This is a really good story, pictures of the baby at the end.
Just a few days old, Amillia Taylor is shown lying next to a ballpoint pen to show her tiny size. Amillia is the world's youngest gestational-age baby, born at 21 weeks and six days on Oct. 24, 2006. Weighing less than ten ounces and measuring only 9.5 inches in length, she is also the fourth smallest baby in the world to survive. Baby Amillia will be going home after four months in the NICU at Baptist Children's Hospital in Miami, FL. (Photo: Business Wire)
JACQUI GODDARD IN MIAMI
AMILLIA Taylor should not have even been born until next month. But she will soon be home with her parents, after a four-month fight for survival that has earned her a title as the world's most miraculous baby.
Born in October after just 21 weeks and six days in her mother's womb, she is the first baby to survive such a premature delivery, with previous records standing at 22 weeks and above.
Her parents, who went through in-vitro fertilisation treatment to conceive, chose the name Amillia for their 10oz infant because they read that it means "resilient".
Now aged 17 weeks, Amillia weighs 4lb 8oz and doctors hope to allow her home soon, declaring that she has lived up to her name and beaten the medical odds.
"We weren't too optimistic. But she proved us all wrong," said Dr William Smalling, one of the neonatologists who brought her through her battle for life at the Baptist Children's Hospital in Miami, Florida.
He added: "She's going to be in a normal crib, she's going to have normal feedings, she's taking all her feedings from a bottle," said Dr Smalling.
Medical guidelines state that babies born at less than 22 weeks' gestation should not be resuscitated, because they are not viable until 23 weeks. A normal pregnancy lasts between 37 and 40 weeks.
So in October last year, when Sonja Taylor, 37, realised that she was going into labour just 19 weeks into her pregnancy, she kept quiet about her real due date in an attempt to give her child a fighting chance.
Doctors were unable to delay her birth and delivered Amillia by Caesarean section on 24 October. Seeing her struggling to breathe on her own and hearing her rasped attempts at crying, they believed that she must be 23 weeks.
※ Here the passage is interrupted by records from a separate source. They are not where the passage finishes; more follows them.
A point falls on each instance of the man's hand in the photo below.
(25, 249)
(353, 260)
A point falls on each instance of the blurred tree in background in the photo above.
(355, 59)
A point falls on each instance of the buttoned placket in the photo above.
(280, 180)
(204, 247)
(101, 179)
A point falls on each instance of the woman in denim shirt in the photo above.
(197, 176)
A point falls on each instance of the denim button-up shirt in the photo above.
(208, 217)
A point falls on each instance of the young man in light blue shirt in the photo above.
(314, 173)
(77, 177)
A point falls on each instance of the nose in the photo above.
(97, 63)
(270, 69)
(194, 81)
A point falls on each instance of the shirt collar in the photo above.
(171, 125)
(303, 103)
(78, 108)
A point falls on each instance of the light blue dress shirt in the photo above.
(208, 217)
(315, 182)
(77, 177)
Only when they checked Mrs Taylor's IVF records, in which a fertility doctor had recorded the exact date of implantation, did they discover just what they had on their hands.
Amillia weighed 10oz and measured 9.5in. Her lungs were strained, her paper-thin skin ripped, she had suffered a mild brain haemorrhage and her left ear and scalp were hanging off.
Amillia still requires medication and supplemental oxygen to help her lungs, but doctors said yesterday that her prognosis is "excellent" and that she should lead a normal life.
For her mother, who worked as a teacher prior to the birth, and father Eddie, 46, an electrical engineer, they dared not even think the future about as they watched their daughter struggling for life.
"I'm still in amazement," said Mrs Taylor. "It was hard to imagine she would get this far. But now she is beginning to look like a real baby. Even though she's only four pounds, she looks plump to me."
Mr Taylor said: "Her name means resilience. She fought for her life. By the grace of God, she's here."
The Guinness Book of World Records lists the most premature baby to survive delivery as James Gill of Canada, who was born at 22 weeks and is now aged 19. The University of Iowa, which keeps a national database of premature births, reveals that no baby born at less than 23 weeks' gestation in the US has ever survived.
Dr Smalling said: "What we learned is that we can work on babies that are small, even though it was thought to be technically impossible. It may be that we need to reconsider our standard for viability in light of Amillia's case. The technology that we have available to save these premature babies has improved dramatically."